Die Nachfrage nach Kunststoffen aus Rezyklaten steigt – getrieben von politischen Vorgaben, unternehmerischen Nachhaltigkeitszielen und wachsender Sensibilität entlang der gesamten Wertschöpfungskette. Gleichzeitig erleben wir einen tiefgreifenden Wandel der Materialströme, der Recyclingprozesse und der regulatorischen Rahmenbedingungen.
Im Webseminar „Rezyklate und Recyclingprozesse im Wandel – Materialströme, Qualität und regulatorische Weichenstellungen“ haben wir diese Entwicklungen aus der Perspektive von Verpackungsherstellern, Markenartiklern und Recyclern beleuchtet. Dieser Beitrag fasst die wichtigsten Erkenntnisse zusammen.
1. Materialströme im Wandel: vom heterogenen Abfall zur gezielten Rohstoffquelle
1.1 Vom „Reststoff“ zu strategischem Rohstoff
Kunststoffabfälle wurden lange Zeit eher als „Entsorgungsproblem“ gesehen. Heute werden sie zunehmend als Rohstoffquelle verstanden. Das verändert den Blick auf:
- Sammelsysteme (LVP/DSD, Gewerbeabfälle, Industrieabfälle)
- Sortiertechnologien (NIR, Dichteseparation, mechanische Aufbereitung)
- Output-Fraktionen (PP, PE, PET, starr vs. flexibel, farblich getrennt)

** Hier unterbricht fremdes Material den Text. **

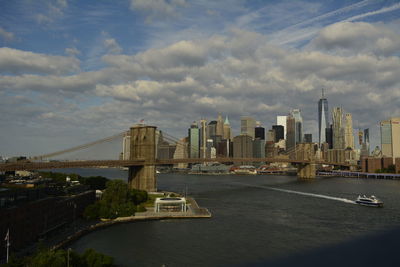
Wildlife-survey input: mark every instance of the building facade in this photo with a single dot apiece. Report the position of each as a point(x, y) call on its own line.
point(390, 138)
point(247, 126)
point(348, 132)
point(296, 113)
point(194, 140)
point(281, 120)
point(323, 118)
point(279, 132)
point(337, 128)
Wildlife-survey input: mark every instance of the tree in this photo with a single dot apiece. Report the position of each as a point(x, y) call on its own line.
point(95, 182)
point(52, 258)
point(95, 259)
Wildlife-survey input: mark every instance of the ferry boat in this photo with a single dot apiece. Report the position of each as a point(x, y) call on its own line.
point(369, 201)
point(245, 170)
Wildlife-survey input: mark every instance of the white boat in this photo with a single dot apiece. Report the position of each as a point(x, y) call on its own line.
point(371, 201)
point(246, 170)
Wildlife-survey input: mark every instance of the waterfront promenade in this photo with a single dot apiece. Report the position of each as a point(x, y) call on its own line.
point(352, 174)
point(194, 211)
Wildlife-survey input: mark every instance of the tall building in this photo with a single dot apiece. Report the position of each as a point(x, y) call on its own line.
point(365, 146)
point(203, 138)
point(323, 118)
point(220, 126)
point(281, 120)
point(279, 132)
point(290, 132)
point(242, 146)
point(211, 129)
point(181, 152)
point(247, 126)
point(299, 125)
point(390, 138)
point(348, 131)
point(329, 136)
point(259, 132)
point(259, 148)
point(126, 147)
point(337, 128)
point(270, 136)
point(307, 138)
point(194, 140)
point(227, 129)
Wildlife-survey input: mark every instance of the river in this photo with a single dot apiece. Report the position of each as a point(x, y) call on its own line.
point(254, 219)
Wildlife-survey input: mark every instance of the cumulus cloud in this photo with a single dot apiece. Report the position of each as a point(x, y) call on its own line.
point(157, 9)
point(54, 10)
point(17, 61)
point(7, 36)
point(358, 37)
point(112, 46)
point(72, 51)
point(238, 73)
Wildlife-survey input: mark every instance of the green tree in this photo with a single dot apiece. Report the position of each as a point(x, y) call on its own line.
point(95, 182)
point(52, 258)
point(95, 259)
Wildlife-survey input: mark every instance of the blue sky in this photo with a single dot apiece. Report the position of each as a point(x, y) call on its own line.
point(76, 71)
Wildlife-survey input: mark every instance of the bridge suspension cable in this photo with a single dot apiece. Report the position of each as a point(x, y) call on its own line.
point(80, 147)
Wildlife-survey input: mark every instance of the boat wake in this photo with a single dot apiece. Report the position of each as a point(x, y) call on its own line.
point(345, 200)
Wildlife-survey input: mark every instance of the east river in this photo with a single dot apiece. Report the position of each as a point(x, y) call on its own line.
point(254, 219)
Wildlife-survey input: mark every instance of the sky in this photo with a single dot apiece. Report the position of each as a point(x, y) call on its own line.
point(72, 72)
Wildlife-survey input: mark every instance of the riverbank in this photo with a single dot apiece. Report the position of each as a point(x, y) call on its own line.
point(194, 212)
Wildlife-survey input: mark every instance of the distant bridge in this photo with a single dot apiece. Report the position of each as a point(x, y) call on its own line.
point(142, 160)
point(29, 166)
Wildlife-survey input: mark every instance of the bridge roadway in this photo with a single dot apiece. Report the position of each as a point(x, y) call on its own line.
point(26, 165)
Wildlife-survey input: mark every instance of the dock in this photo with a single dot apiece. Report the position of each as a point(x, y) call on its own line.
point(194, 211)
point(391, 176)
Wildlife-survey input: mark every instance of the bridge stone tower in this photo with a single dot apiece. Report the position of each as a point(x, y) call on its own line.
point(143, 147)
point(306, 170)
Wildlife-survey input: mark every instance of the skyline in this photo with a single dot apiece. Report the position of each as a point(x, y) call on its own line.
point(73, 72)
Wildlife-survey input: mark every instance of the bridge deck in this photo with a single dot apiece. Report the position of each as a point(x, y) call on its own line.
point(126, 163)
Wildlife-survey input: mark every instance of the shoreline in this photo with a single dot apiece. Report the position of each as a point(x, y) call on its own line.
point(194, 212)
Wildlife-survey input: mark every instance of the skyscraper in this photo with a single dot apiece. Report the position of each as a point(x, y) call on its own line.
point(348, 131)
point(291, 132)
point(247, 125)
point(194, 140)
point(259, 132)
point(390, 138)
point(337, 128)
point(227, 129)
point(299, 125)
point(126, 147)
point(281, 120)
point(307, 138)
point(323, 118)
point(203, 138)
point(279, 132)
point(329, 136)
point(212, 129)
point(242, 146)
point(220, 126)
point(365, 145)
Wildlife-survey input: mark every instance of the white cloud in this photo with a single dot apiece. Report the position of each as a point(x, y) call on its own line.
point(18, 61)
point(72, 51)
point(358, 37)
point(236, 73)
point(112, 46)
point(7, 36)
point(157, 9)
point(54, 10)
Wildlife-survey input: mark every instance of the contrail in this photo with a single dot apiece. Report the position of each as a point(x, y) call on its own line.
point(345, 200)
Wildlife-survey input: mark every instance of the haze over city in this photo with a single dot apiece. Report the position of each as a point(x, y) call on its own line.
point(72, 72)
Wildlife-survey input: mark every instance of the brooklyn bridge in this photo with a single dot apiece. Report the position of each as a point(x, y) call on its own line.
point(143, 159)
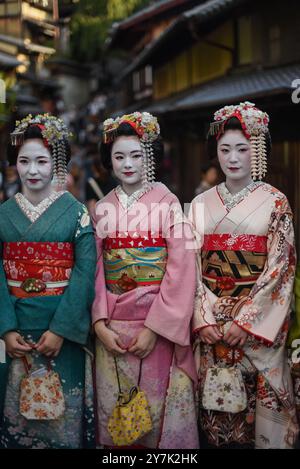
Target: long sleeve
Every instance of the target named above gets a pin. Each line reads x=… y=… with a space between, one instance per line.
x=72 y=317
x=204 y=298
x=204 y=303
x=269 y=301
x=8 y=319
x=294 y=332
x=171 y=311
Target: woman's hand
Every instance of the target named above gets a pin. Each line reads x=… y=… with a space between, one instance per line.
x=49 y=344
x=235 y=336
x=16 y=347
x=143 y=344
x=210 y=335
x=109 y=338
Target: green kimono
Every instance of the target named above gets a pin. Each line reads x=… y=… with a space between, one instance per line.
x=67 y=315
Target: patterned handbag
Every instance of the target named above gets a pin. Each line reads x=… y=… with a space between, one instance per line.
x=130 y=418
x=41 y=394
x=224 y=389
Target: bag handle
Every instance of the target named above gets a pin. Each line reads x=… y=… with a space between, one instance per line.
x=28 y=365
x=118 y=376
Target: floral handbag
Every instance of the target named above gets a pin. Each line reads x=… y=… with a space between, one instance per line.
x=224 y=389
x=130 y=418
x=41 y=394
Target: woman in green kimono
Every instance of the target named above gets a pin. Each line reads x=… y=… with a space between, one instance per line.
x=46 y=289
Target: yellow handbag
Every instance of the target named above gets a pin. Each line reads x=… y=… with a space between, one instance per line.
x=130 y=419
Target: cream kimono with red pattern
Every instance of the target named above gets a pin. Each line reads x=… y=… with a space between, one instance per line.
x=248 y=265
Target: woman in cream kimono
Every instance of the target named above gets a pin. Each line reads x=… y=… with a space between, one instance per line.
x=248 y=264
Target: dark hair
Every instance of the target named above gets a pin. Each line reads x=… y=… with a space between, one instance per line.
x=232 y=124
x=127 y=130
x=32 y=132
x=207 y=166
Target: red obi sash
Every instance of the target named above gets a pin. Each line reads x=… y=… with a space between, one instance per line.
x=229 y=242
x=37 y=268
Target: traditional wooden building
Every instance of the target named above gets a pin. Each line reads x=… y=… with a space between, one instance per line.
x=222 y=52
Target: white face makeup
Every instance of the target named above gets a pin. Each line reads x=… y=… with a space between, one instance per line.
x=234 y=154
x=35 y=166
x=127 y=162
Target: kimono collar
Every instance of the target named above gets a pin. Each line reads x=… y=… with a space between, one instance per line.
x=231 y=200
x=126 y=200
x=33 y=212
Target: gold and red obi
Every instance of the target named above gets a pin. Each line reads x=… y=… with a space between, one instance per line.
x=37 y=268
x=132 y=261
x=231 y=264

Entscheidend ist, dass die Materialströme deutlich differenzierter gesteuert werden müssen: Statt „bunt gemischtem“ Input benötigen Recycler möglichst sortenreine und definierte Ströme, wenn sie Rezyklate für hochwertige Anwendungen – insbesondere im Verpackungsbereich – bereitstellen sollen.
1.2 Starre vs. flexible Verpackungen
Im Webseminar wurde deutlich:
- Starre Verpackungen (Flaschen, Blasformteile, Spritzgussteile) sind in vielen Ländern besser erfasst und sortiert. Hier existieren seit Jahren etablierte Rezyklatströme, insbesondere im PET-Bereich.

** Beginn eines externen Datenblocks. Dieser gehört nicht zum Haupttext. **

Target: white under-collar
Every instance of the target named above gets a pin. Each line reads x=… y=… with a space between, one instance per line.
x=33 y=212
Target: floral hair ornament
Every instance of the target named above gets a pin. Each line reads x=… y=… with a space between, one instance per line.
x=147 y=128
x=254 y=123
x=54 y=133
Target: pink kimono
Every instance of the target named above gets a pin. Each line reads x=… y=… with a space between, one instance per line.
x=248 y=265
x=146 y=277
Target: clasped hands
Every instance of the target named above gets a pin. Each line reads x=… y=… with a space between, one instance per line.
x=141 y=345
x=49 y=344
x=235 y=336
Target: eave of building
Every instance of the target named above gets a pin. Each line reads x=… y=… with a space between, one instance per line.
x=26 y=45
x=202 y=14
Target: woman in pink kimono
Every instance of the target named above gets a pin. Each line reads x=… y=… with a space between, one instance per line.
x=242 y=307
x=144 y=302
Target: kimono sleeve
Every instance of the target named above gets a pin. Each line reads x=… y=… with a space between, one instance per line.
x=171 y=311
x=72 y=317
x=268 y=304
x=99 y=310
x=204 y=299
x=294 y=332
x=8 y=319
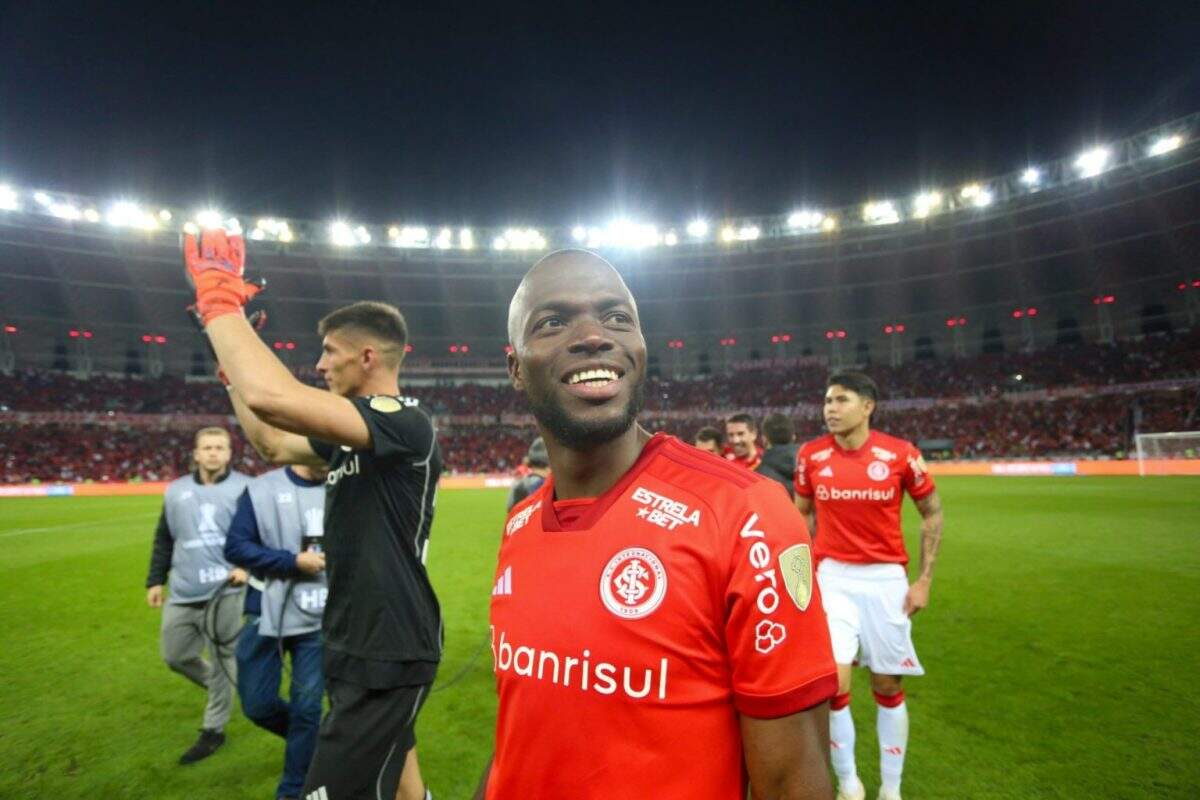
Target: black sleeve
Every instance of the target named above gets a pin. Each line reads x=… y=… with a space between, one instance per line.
x=399 y=428
x=161 y=553
x=322 y=449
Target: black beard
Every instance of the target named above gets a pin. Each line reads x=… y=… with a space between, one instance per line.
x=580 y=435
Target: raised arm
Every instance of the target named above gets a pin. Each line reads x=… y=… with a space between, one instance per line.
x=786 y=757
x=273 y=444
x=216 y=265
x=930 y=507
x=275 y=396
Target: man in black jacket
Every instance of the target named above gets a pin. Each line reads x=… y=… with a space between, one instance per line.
x=779 y=461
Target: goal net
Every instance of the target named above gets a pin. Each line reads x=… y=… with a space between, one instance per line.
x=1156 y=449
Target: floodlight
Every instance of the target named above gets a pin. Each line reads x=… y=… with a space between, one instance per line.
x=341 y=234
x=1165 y=144
x=807 y=220
x=1092 y=162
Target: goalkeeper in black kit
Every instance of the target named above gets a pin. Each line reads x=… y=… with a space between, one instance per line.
x=382 y=626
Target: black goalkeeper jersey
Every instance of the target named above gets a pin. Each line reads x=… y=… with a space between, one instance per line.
x=382 y=625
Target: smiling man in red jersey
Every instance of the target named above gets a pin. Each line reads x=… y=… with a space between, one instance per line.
x=855 y=480
x=655 y=627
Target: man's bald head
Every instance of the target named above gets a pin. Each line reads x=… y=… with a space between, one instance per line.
x=562 y=266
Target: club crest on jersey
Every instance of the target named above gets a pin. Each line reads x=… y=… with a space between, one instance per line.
x=633 y=583
x=664 y=511
x=796 y=565
x=520 y=518
x=883 y=455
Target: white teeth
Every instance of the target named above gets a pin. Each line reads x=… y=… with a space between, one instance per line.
x=593 y=374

- Flexible Verpackungen (Folien, Beutel, Verbunde) sind deutlich herausfordernder: Sie sind leicht, oft mehrlagig und materialheterogen. Das erschwert Sortierung, Waschen und Extrusion – und damit definierte Rezyklatqualitäten.
Für Flexpacks ist der Weg zu echten „Kreislaufströmen“ deshalb länger und komplexer – aber gerade hier werden in Zukunft enorme Mengen bewegt.

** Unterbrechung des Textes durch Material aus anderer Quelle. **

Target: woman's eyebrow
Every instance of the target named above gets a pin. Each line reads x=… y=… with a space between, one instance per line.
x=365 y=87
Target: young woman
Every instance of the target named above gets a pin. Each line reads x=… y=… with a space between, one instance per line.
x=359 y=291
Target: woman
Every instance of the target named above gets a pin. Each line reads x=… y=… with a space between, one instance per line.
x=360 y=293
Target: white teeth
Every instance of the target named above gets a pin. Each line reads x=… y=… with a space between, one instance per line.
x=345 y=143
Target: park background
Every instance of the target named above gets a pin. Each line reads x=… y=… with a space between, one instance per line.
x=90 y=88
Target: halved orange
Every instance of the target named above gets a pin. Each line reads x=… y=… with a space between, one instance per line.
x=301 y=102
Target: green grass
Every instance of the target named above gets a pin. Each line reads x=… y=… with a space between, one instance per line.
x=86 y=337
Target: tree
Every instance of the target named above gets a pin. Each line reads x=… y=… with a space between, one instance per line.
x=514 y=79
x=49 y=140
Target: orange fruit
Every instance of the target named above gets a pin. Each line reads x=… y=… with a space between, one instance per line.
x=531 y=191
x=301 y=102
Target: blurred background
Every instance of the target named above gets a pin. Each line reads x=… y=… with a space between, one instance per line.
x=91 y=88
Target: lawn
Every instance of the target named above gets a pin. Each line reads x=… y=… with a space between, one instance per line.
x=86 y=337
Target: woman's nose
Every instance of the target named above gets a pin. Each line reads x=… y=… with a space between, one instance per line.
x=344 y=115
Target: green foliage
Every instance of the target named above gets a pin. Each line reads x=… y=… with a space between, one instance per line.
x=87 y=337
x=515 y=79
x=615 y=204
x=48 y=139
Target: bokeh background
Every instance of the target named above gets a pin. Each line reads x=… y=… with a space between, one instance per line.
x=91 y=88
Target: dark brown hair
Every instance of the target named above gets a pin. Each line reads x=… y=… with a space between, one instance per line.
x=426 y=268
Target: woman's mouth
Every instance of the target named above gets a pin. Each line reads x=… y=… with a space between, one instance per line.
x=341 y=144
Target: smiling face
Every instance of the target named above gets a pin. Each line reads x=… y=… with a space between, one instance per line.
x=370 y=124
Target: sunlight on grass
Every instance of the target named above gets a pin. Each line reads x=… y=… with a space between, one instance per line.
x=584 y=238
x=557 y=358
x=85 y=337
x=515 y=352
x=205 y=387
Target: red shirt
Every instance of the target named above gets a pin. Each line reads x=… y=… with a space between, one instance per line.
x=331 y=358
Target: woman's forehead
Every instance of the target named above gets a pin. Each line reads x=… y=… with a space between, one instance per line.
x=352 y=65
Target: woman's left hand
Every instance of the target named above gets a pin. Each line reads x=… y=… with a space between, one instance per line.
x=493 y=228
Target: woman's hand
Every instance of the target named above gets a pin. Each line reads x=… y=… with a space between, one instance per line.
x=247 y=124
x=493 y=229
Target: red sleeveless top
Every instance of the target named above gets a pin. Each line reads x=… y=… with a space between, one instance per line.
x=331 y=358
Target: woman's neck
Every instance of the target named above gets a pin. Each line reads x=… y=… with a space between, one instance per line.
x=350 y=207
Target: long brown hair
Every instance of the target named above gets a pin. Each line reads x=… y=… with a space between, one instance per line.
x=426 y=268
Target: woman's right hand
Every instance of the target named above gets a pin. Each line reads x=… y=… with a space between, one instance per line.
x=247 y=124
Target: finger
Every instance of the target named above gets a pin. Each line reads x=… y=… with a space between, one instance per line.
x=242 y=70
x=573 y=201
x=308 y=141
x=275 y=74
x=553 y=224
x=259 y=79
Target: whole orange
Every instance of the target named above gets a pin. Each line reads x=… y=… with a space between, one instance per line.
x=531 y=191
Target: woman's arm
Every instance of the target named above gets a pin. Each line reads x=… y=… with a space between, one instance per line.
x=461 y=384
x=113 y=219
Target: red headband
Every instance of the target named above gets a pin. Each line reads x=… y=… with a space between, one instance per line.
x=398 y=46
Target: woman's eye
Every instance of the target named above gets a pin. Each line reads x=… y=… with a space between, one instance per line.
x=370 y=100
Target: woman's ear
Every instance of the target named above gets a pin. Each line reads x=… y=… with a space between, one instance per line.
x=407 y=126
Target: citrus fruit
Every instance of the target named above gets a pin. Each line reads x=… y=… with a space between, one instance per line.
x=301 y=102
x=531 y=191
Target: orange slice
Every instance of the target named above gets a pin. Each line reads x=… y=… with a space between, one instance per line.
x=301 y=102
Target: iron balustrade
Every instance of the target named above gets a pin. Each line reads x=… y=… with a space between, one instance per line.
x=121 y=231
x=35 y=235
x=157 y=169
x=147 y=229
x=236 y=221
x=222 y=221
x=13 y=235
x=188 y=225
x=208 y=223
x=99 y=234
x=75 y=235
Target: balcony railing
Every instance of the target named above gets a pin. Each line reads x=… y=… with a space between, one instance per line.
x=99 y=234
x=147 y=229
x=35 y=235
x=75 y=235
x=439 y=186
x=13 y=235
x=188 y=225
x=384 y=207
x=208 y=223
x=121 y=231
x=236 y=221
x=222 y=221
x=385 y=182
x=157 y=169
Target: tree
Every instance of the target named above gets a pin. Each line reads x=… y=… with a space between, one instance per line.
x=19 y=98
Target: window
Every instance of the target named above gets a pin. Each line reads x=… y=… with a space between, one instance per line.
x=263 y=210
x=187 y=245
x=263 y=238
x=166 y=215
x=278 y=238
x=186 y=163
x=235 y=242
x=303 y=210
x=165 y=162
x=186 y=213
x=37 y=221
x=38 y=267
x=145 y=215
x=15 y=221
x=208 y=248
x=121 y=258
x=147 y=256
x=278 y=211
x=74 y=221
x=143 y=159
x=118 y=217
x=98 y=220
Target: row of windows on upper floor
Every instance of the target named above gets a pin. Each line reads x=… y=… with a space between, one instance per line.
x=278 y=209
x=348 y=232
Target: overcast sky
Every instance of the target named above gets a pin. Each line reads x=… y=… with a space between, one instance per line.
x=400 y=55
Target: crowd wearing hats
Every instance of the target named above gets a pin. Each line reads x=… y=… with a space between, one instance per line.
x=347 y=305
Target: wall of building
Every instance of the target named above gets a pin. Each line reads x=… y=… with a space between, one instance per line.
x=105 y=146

2. Qualität von Rezyklaten: Anforderungen und Grenzen
2.1 Was Qualität bei Rezyklaten bedeutet
Qualität ist bei Rezyklaten mehrdimensional. Wichtige Parameter sind u. a.:
- Optik: Farbe, Transparenz, Schwarzanteile, Punktverunreinigungen
- Geruch: Geruchsneutralität bzw. akzeptable Geruchsschwelle
- Mechanik: Zugfestigkeit, Dehnung, Schlagzähigkeit, Gelpartikel
- Verarbeitung: Schmelzindex (MFR), Viskosität, Stabilität im Prozess
- Regulatorik: Eignung für Lebensmittelkontakt oder Non-Food-Anwendungen
Die Herausforderung: Schwankungen im Input und in den Sammelsystemen spiegeln sich im Rezyklat wider. Rezyklate sind naturgemäß variabler als Neuware. Das erfordert klare Spezifikationen, Vereinbarungen und Prüfkonzepte – insbesondere, wenn sie in Verpackungen mit hohen Sicherheits- und Markenansprüchen eingesetzt werden.
2.2 Lebensmittel vs. Non-Food
Streng zu unterscheiden ist zwischen:
- Lebensmittelkontaktverpackungen mit besonders hohen Anforderungen an Reinheit, Rückstände, Barriereeigenschaften und Migrationsverhalten sowie
- Non-Food-Verpackungen, bei denen mehr Freiheitsgrade bestehen, aber dennoch Geruch, Optik und mechanische Eigenschaften stimmen müssen.
Für Lebensmittelkontakt sind je nach Materialstrang spezifische regulatorische Vorgaben (EFSA-Bewertung, EU-Verordnungen zu recycelten Kunststoffen) zu beachten. Für Non-Food gibt es mehr Spielraum, aber auch hier steigt der Druck durch Marken und Handel, klare Qualitätslevel für Rezyklate festzulegen.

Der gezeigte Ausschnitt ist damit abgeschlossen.